Crossflow Devices for Fast Mixing

Measurement of Rapid Conformational Changes of Proteins in a Fast Laminar Flow Mixing Device

Jonas Korlach*, Lisa Kwok*, Sally A Kim**, M. Neal Waxham**, Warren Zipfel*, Watt W Webb*, Lois Pollack*

*Cornell University, School of Applied Physics, Clark Hall, Ithaca, New York 14853

**University of Texas-Houston Health Science Center, 6431 Fannin St., Houston, Texas 77030

Measurements of rates of fast chemical reactions or rapid conformational changes of proteins are limited by mixing and measurement “dead” times of stopped-flow and other mixing devices. We report on the utilization of a fast laminar flow mixing device first described by Knight et al. (Phys. Rev. Lett. 80: 3863) in conjunction with sensitive fluorescence detection. We have characterized the dynamics of molecular mixing in the device with a combination of confocal and multiphoton imaging and fluorescence correlation spectroscopy.
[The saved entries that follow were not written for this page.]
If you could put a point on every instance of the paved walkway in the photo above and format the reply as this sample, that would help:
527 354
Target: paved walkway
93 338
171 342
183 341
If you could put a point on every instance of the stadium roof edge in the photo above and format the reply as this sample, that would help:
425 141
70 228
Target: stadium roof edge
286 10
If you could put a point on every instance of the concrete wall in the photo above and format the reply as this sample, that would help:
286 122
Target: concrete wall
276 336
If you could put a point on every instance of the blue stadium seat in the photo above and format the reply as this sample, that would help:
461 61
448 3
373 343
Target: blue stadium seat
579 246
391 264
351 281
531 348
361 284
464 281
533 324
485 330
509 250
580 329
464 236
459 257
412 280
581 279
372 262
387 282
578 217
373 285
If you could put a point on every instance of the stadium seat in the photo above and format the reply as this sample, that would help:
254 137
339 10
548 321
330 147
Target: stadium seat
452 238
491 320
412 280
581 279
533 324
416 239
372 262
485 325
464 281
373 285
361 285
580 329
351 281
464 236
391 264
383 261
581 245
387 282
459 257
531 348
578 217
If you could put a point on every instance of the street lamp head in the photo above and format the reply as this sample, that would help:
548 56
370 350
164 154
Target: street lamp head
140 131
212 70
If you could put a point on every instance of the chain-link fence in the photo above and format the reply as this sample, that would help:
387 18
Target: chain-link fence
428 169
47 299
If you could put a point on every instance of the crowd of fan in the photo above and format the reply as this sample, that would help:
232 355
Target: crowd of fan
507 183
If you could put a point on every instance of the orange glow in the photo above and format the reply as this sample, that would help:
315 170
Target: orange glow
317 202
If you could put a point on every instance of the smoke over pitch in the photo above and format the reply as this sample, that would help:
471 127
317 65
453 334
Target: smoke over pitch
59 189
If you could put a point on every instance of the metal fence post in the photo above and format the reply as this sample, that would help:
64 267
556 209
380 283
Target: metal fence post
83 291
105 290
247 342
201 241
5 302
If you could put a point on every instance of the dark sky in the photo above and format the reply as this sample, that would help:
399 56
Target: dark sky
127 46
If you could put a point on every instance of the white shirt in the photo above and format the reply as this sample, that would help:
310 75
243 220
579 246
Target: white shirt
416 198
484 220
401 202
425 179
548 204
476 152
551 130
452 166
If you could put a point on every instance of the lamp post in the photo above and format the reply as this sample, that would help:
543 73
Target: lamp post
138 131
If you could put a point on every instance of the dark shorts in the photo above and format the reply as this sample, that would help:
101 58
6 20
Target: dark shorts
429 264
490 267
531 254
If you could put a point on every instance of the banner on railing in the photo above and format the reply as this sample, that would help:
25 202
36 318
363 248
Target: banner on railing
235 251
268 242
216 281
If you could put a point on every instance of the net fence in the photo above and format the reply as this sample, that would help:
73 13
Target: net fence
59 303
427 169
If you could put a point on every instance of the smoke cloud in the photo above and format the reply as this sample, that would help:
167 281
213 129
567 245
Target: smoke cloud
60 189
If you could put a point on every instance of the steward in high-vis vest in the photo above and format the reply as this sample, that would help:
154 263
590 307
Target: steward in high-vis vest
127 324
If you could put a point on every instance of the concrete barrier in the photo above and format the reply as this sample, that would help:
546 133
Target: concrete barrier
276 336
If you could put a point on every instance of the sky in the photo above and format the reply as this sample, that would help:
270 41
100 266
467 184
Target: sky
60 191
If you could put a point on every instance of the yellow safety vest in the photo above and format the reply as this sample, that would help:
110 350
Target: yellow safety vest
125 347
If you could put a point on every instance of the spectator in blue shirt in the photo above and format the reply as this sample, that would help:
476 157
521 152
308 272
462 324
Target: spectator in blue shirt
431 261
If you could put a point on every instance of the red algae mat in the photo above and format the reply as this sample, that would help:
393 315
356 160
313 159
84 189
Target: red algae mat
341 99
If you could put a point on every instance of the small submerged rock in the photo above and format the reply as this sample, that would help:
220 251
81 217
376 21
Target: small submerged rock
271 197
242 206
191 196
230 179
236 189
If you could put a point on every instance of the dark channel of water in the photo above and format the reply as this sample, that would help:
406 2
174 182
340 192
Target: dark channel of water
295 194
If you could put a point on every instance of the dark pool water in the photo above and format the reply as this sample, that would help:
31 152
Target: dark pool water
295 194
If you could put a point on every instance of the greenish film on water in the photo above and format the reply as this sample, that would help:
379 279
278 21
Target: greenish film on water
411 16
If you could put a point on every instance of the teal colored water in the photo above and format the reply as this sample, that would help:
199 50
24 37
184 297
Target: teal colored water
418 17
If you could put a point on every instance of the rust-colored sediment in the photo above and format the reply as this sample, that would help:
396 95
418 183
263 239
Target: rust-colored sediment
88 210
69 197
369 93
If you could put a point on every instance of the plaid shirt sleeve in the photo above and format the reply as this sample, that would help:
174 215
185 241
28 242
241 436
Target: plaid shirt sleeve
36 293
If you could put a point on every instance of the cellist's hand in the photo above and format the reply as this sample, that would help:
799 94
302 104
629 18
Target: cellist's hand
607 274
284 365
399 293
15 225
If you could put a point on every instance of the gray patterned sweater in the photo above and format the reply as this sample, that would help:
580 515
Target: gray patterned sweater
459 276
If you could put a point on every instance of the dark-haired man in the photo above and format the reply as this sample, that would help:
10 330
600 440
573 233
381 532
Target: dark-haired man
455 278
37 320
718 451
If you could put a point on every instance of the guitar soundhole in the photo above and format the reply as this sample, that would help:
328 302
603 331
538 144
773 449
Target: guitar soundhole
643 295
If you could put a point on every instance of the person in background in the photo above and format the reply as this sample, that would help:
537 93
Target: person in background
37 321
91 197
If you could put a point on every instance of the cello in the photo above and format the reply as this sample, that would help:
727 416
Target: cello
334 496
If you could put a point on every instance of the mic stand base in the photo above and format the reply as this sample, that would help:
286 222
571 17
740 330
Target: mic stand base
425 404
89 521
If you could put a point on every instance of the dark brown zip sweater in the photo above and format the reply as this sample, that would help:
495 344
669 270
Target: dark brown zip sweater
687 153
FCS is capable of accurately measuring fast flow velocities and sample composition in these microstructures with micrometer resolution, and can be used to map the three-dimensional flow profile inside the device. Because the reaction can be monitored prior to, during and after mixing, very fast transitions are measurable. Mixing times of around 10 ms were obtained, with a time resolution of ~100 ns in the device under effective measuring conditions. Its application is demonstrated by analyzing the fast conformational transition of calmodulin upon binding of calcium ions, using a fluorescently labeled calmodulin for which the fluorescence intensity is sensitive to the conformational state of the protein.